Lompat ke konten Lompat ke sidebar Lompat ke footer

ISTRI BAYANGAN – CERBEN

 

ISTRI BAYANGAN – CERBEN

 

Aku sangat menghormati ibu. Sangat mencintainya. Tak rela bila ada yang membuatnya kecewa apalagi sakit hati dan sedih. Hal itu juga yang membuatku sering cekcok dengan Weni, istriku. Weni marah bila aku mengajak ibu jalan-jalan, membelikan sesuatu, memberikan perhatian atau memberi uang untuk kebutuhan hidup ibuku. Sering hal itu jadi penyebab masalah rumah tangga kami. Aku tak bisa berbuat banyak ketika akhirnya Weni bersigigih minta cerai ketika aku disuruh memilih dirinya atau ibu.

 

Aku terluka. Rasa kecewa kuperam dan samarkan dengan kerja keras sehingga usaha dagangku makin berkembang. Kupilih tinggal bersama ibu. Aku bertekad mem bahagiakan ibuku. Biarlah semua kekayaan, rumah dan toko, kuserahkan pada Weni dan anak-anak. Aku tak bisa melupakan Weni. Dia terlalu cantik untuk dibandingkan dengan wanita lain, tapi juga tak mungkin menyia-nyiakan ibu yang kusayang.

 

Ah, biarlah takdir bicara.
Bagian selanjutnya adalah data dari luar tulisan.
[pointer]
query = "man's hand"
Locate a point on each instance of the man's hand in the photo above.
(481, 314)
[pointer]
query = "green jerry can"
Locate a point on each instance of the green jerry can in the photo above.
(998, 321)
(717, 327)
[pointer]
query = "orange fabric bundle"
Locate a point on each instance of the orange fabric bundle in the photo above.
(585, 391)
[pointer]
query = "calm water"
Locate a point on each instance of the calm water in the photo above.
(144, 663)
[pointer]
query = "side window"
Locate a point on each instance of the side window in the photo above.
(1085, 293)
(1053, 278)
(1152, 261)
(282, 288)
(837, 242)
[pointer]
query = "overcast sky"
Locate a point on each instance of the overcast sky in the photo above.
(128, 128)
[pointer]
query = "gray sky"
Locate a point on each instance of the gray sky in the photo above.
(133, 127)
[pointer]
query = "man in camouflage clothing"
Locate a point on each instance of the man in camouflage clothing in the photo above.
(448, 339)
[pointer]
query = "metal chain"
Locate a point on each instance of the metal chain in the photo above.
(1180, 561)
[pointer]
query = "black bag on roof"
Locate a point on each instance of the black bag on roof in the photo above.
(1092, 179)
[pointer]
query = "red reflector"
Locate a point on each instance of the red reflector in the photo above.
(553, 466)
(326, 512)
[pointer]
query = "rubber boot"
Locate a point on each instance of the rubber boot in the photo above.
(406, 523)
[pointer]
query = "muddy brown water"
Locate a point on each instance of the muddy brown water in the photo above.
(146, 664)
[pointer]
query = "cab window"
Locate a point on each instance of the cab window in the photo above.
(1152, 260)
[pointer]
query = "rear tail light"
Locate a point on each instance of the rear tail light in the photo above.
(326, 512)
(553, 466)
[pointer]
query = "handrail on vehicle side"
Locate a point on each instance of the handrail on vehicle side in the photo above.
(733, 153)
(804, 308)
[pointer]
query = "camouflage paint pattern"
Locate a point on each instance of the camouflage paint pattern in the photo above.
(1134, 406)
Berharap suatu saat kelak bersatu kembali. Aku membisu dalam rindu. Gadis jelita yang kusunting bagai tiada tanding. Tak tergantikan.

 

"Yanda, kemarilah. Ibu ingin bicara." Sore ini ibu terlihat serius.

 

"Ada apa, kok serius amat, Bu?" Aku mendekat dengan rasa penasaran.

 

"Tak terasa sudah lima tahun kamu memilih hidup begini. Apa recanamu selanjutnya?"

 

Aku tak menduga akan ditanya begini. Ibu sangat bijaksana. Tak pernah membenci siapapun. Apalagi Weni mantan menantunya. Walau telah diperlakukan tak baik sebagai mertua.

 

"Aku hanya ingin mengabdi pada ibu sampai umur memisahkan kita, Bu." Jawabku.

 

"Pikirkan masa depanmu, Nak. Ibu sudah semakin dekat ke pangkuan-Nya. Jangan korbankan dirimu untuk ibu." Ibu mengusap rambutku seakan aku masih balitanya.

 

"Bila kamu ingin kembali bersatu dengan mantan istri dan anak-anakmu, bujuklah Weni." Mata ibu berkaca-kaca.

 

"Tidak, Bu." Jawabku singkat.


"Ibukah yang harus mencarikanmu pendamping?"

 

"Kalau hal itu membuat ibu bahagia dan senang, aku nurut saja." Waduh! Aku jadi

heran, mengapa bisa keceplosan begini. Tak sesuai pinta hati.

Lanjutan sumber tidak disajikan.